On ne comprit pas immédiatement ; mais, lorsqu’on eut compris, ce fut un beau tapage… Les femmes poussèrent des cris stridents. Trois brownings, un revolver d’artilleur et un trousseau de clefs se braquèrent dans la direction de M. Planchet. Cet être, à moitié anesthésié, possédait encore heureusement de bons réflexes qui lui firent accomplir, presque à son insu, l’élévation rituelle des bras.

Le commissaire de police, l’affaire ayant envahi son territoire, prit la direction des opérations.

— Montez dans sa chambre, dit-il à Célestin, et rapportez-moi tout ce que vous y trouverez… S’il y a des engins qui vous paraissent dangereux, ne les touchez pas. On préviendra les pompiers de Belfort.

Cependant, le maître de la maison, dans un discours si confus et si désordonné qu’il semblait proféré par un enfant de quatre ans, tâchait de raconter comment ce domestique s’était présenté, sans papiers et sans bagages, en compagnie d’une institutrice…

— Au fait, où est-elle, cette institutrice ?

On reconnut Catherine, blottie contre le bois sacré du piano. On la dirigea avec l’index d’un revolver, dans le coin où M. Planchet était gardé à vue.

Cependant, Célestin était revenu avec les habits de Planchet. Le commissaire, séance tenante, procéda à l’inventaire.
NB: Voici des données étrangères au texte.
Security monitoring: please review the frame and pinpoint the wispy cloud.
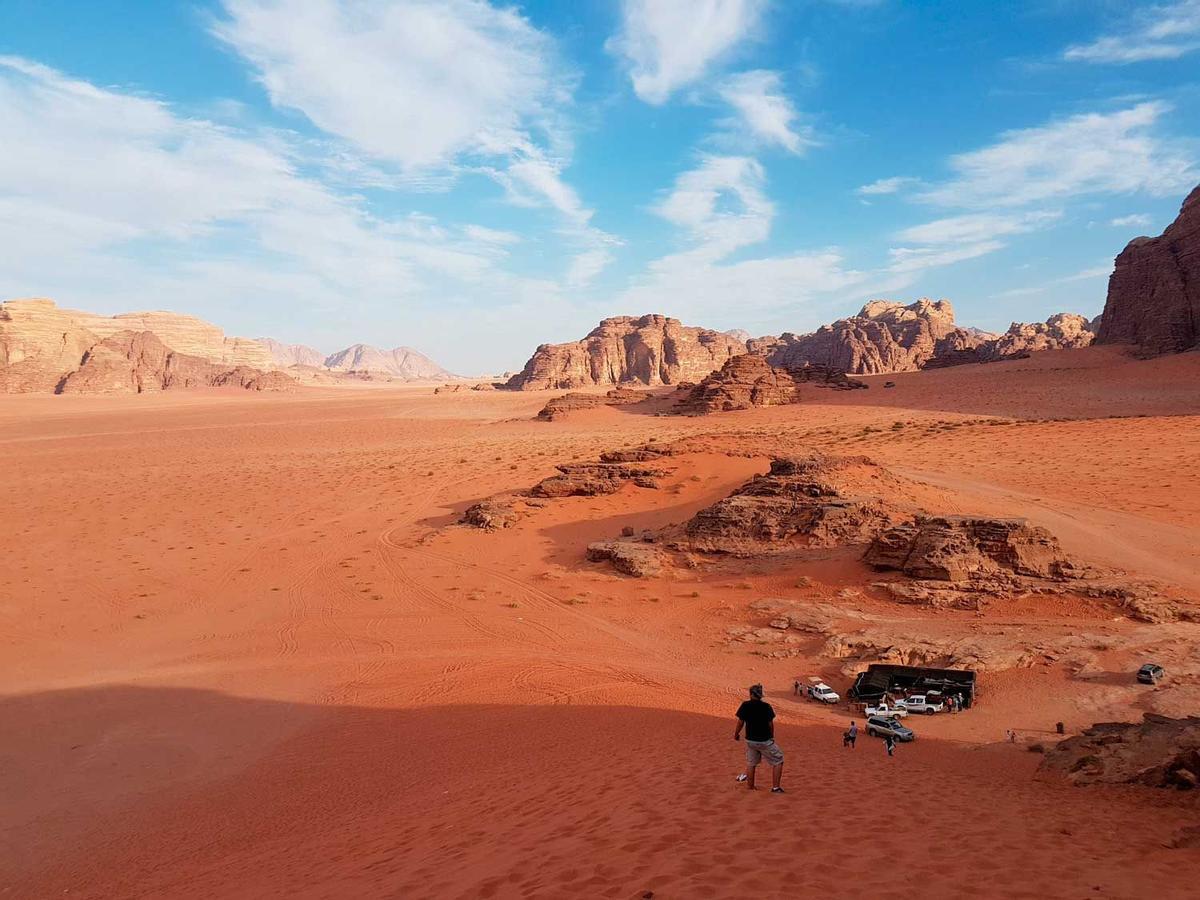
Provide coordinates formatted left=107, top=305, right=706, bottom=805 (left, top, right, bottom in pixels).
left=1062, top=0, right=1200, bottom=65
left=1109, top=212, right=1154, bottom=228
left=918, top=101, right=1200, bottom=208
left=718, top=70, right=817, bottom=154
left=214, top=0, right=611, bottom=285
left=854, top=175, right=920, bottom=197
left=606, top=0, right=766, bottom=106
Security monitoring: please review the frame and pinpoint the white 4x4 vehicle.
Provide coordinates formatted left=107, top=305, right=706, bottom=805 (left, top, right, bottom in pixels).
left=864, top=703, right=908, bottom=719
left=896, top=694, right=946, bottom=715
left=805, top=682, right=841, bottom=703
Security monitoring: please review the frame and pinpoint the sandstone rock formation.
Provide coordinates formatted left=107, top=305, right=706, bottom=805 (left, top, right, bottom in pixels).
left=670, top=454, right=904, bottom=556
left=508, top=316, right=746, bottom=390
left=0, top=299, right=293, bottom=392
left=1096, top=187, right=1200, bottom=355
left=258, top=337, right=325, bottom=368
left=673, top=353, right=866, bottom=415
left=538, top=388, right=650, bottom=422
left=324, top=343, right=452, bottom=379
left=1039, top=713, right=1200, bottom=791
left=922, top=312, right=1097, bottom=368
left=588, top=540, right=662, bottom=578
left=863, top=516, right=1078, bottom=582
left=749, top=298, right=983, bottom=374
left=58, top=331, right=295, bottom=394
left=529, top=462, right=666, bottom=497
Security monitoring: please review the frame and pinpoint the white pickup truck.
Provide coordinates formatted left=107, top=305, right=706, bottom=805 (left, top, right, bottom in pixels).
left=896, top=694, right=946, bottom=715
left=863, top=703, right=908, bottom=719
left=804, top=682, right=841, bottom=703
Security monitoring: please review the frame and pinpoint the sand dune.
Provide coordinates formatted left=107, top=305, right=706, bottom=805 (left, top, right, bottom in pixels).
left=0, top=348, right=1200, bottom=898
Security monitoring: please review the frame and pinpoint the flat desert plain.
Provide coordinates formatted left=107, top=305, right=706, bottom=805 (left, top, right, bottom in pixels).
left=0, top=348, right=1200, bottom=898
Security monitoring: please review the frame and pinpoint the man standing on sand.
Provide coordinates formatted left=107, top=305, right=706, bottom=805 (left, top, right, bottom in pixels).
left=733, top=684, right=784, bottom=793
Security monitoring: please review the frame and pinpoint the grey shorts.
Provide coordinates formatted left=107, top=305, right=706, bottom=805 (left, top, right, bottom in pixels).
left=746, top=740, right=784, bottom=766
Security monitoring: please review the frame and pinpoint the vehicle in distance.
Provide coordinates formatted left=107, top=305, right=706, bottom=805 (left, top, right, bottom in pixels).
left=863, top=703, right=908, bottom=719
left=805, top=682, right=841, bottom=703
left=866, top=715, right=917, bottom=743
left=1138, top=662, right=1166, bottom=684
left=896, top=694, right=946, bottom=715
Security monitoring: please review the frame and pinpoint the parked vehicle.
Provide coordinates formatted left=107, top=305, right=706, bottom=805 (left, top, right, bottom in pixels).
left=866, top=715, right=917, bottom=743
left=863, top=703, right=908, bottom=719
left=805, top=682, right=841, bottom=703
left=896, top=694, right=946, bottom=715
left=1138, top=662, right=1166, bottom=684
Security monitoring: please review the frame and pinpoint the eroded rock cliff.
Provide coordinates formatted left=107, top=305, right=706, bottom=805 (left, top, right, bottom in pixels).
left=1096, top=187, right=1200, bottom=356
left=506, top=316, right=746, bottom=390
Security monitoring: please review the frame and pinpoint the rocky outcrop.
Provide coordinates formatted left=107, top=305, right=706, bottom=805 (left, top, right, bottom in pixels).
left=536, top=388, right=650, bottom=422
left=1096, top=187, right=1200, bottom=355
left=258, top=337, right=325, bottom=368
left=588, top=541, right=662, bottom=578
left=749, top=298, right=983, bottom=374
left=508, top=316, right=746, bottom=390
left=1039, top=713, right=1200, bottom=791
left=863, top=516, right=1078, bottom=582
left=0, top=299, right=278, bottom=392
left=529, top=462, right=666, bottom=497
left=673, top=353, right=866, bottom=415
left=58, top=331, right=295, bottom=394
left=671, top=454, right=904, bottom=556
left=922, top=312, right=1097, bottom=368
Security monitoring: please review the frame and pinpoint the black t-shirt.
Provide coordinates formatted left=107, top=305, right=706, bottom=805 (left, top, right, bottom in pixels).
left=738, top=700, right=775, bottom=740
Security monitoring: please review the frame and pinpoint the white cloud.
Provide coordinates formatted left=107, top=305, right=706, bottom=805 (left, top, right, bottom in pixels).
left=718, top=70, right=817, bottom=154
left=655, top=156, right=775, bottom=259
left=1062, top=0, right=1200, bottom=65
left=918, top=101, right=1200, bottom=208
left=214, top=0, right=565, bottom=169
left=214, top=0, right=607, bottom=282
left=854, top=175, right=920, bottom=197
left=0, top=58, right=580, bottom=368
left=1109, top=212, right=1154, bottom=228
left=462, top=224, right=521, bottom=245
left=896, top=211, right=1062, bottom=244
left=888, top=241, right=1004, bottom=272
left=607, top=0, right=766, bottom=106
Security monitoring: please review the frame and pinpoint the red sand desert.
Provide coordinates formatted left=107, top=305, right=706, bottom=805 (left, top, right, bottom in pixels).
left=0, top=347, right=1200, bottom=898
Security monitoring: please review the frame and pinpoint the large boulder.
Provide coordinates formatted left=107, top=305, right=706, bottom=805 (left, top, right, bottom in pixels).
left=863, top=516, right=1076, bottom=582
left=673, top=353, right=866, bottom=415
left=58, top=331, right=295, bottom=394
left=1096, top=187, right=1200, bottom=355
left=749, top=298, right=985, bottom=374
left=506, top=316, right=746, bottom=390
left=922, top=312, right=1098, bottom=368
left=672, top=454, right=901, bottom=556
left=1040, top=720, right=1200, bottom=790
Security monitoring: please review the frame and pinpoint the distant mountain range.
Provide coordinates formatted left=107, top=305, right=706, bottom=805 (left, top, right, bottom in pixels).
left=258, top=337, right=454, bottom=379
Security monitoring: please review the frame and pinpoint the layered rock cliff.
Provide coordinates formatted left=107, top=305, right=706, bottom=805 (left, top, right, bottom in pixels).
left=0, top=299, right=292, bottom=394
left=922, top=312, right=1098, bottom=368
left=750, top=298, right=984, bottom=374
left=258, top=337, right=325, bottom=368
left=58, top=331, right=295, bottom=394
left=506, top=316, right=746, bottom=390
left=1096, top=187, right=1200, bottom=356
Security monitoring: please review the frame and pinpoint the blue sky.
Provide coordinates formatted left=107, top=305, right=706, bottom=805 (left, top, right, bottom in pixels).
left=0, top=0, right=1200, bottom=373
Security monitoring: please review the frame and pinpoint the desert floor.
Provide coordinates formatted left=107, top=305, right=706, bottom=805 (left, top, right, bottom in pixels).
left=0, top=348, right=1200, bottom=898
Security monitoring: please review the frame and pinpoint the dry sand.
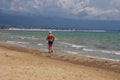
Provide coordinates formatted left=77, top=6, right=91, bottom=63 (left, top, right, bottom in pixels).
left=0, top=44, right=120, bottom=80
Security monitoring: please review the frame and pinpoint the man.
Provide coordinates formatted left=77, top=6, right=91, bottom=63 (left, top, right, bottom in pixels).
left=46, top=31, right=55, bottom=53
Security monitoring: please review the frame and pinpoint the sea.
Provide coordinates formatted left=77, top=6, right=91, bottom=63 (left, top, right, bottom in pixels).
left=0, top=30, right=120, bottom=61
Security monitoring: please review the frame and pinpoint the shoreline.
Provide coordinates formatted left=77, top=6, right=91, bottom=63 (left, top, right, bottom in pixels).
left=0, top=43, right=120, bottom=73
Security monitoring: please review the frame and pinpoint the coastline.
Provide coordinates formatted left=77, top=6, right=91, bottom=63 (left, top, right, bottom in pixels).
left=0, top=43, right=120, bottom=73
left=0, top=43, right=120, bottom=80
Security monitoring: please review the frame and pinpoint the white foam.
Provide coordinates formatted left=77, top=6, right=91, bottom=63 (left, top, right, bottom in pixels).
left=63, top=50, right=79, bottom=54
left=72, top=45, right=85, bottom=48
left=7, top=41, right=29, bottom=45
left=59, top=42, right=85, bottom=49
left=83, top=48, right=98, bottom=52
left=83, top=48, right=120, bottom=55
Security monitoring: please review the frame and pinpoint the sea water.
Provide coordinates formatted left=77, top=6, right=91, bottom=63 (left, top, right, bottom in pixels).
left=0, top=30, right=120, bottom=60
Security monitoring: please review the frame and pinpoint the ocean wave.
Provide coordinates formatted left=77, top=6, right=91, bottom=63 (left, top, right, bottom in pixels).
left=83, top=48, right=120, bottom=55
left=7, top=41, right=29, bottom=45
left=58, top=42, right=85, bottom=49
left=62, top=50, right=80, bottom=54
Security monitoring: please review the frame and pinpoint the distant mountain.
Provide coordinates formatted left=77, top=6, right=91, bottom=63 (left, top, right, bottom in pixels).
left=0, top=13, right=120, bottom=30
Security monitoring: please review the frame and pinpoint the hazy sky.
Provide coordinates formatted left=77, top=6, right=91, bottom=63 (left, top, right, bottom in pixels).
left=0, top=0, right=120, bottom=20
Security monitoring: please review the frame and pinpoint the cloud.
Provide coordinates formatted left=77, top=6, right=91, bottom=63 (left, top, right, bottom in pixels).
left=0, top=0, right=120, bottom=20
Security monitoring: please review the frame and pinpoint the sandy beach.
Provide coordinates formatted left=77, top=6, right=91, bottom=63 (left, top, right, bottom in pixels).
left=0, top=43, right=120, bottom=80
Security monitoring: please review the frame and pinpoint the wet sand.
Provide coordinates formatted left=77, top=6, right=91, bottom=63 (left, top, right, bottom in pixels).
left=0, top=43, right=120, bottom=80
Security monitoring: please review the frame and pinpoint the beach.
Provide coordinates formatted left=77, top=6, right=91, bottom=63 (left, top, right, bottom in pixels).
left=0, top=43, right=120, bottom=80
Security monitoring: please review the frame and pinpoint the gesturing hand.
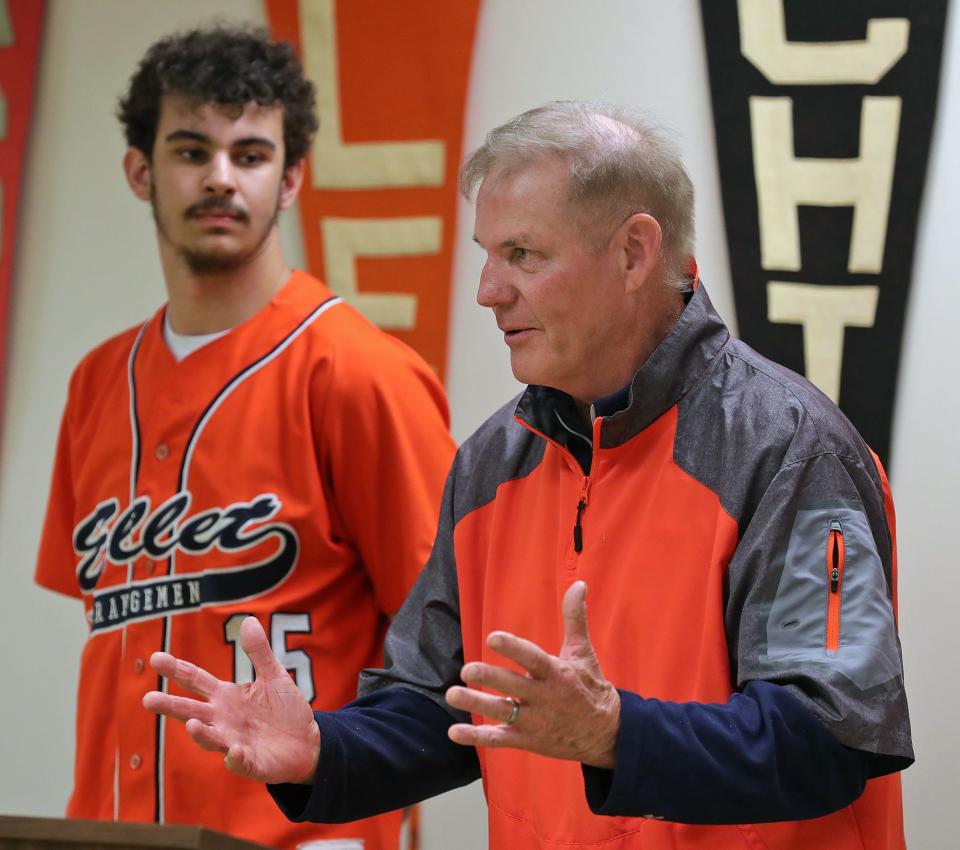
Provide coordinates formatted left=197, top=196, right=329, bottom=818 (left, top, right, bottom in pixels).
left=447, top=581, right=620, bottom=768
left=143, top=617, right=320, bottom=784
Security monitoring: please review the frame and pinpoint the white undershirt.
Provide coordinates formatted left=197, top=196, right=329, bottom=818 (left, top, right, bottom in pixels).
left=163, top=314, right=233, bottom=363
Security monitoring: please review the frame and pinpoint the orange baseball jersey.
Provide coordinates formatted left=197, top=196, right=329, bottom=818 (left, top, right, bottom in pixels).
left=36, top=272, right=454, bottom=850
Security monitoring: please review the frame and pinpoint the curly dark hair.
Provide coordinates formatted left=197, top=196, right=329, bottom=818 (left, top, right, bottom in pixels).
left=117, top=24, right=319, bottom=167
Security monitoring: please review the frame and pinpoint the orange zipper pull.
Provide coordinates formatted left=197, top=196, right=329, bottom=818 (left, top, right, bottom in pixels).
left=573, top=475, right=590, bottom=554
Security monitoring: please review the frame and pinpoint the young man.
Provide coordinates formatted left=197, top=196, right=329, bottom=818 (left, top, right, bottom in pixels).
left=144, top=103, right=913, bottom=850
left=36, top=27, right=453, bottom=850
Il retira d’une poche de pantalon un mouchoir propre, mais froissé, un trousseau de clefs, probablement de fausses clefs, et une feuille de vraie salade dont personne ne s’expliqua la destination. Il n’y avait rien dans les poches du gilet. Dans la poche intérieure gauche de la jaquette, une carte d’entrée pour le casino de Bront-les-Eaux…

Dans l’autre poche, enfin, une lettre non décachetée…

— Une lettre non décachetée ? fit le commissaire.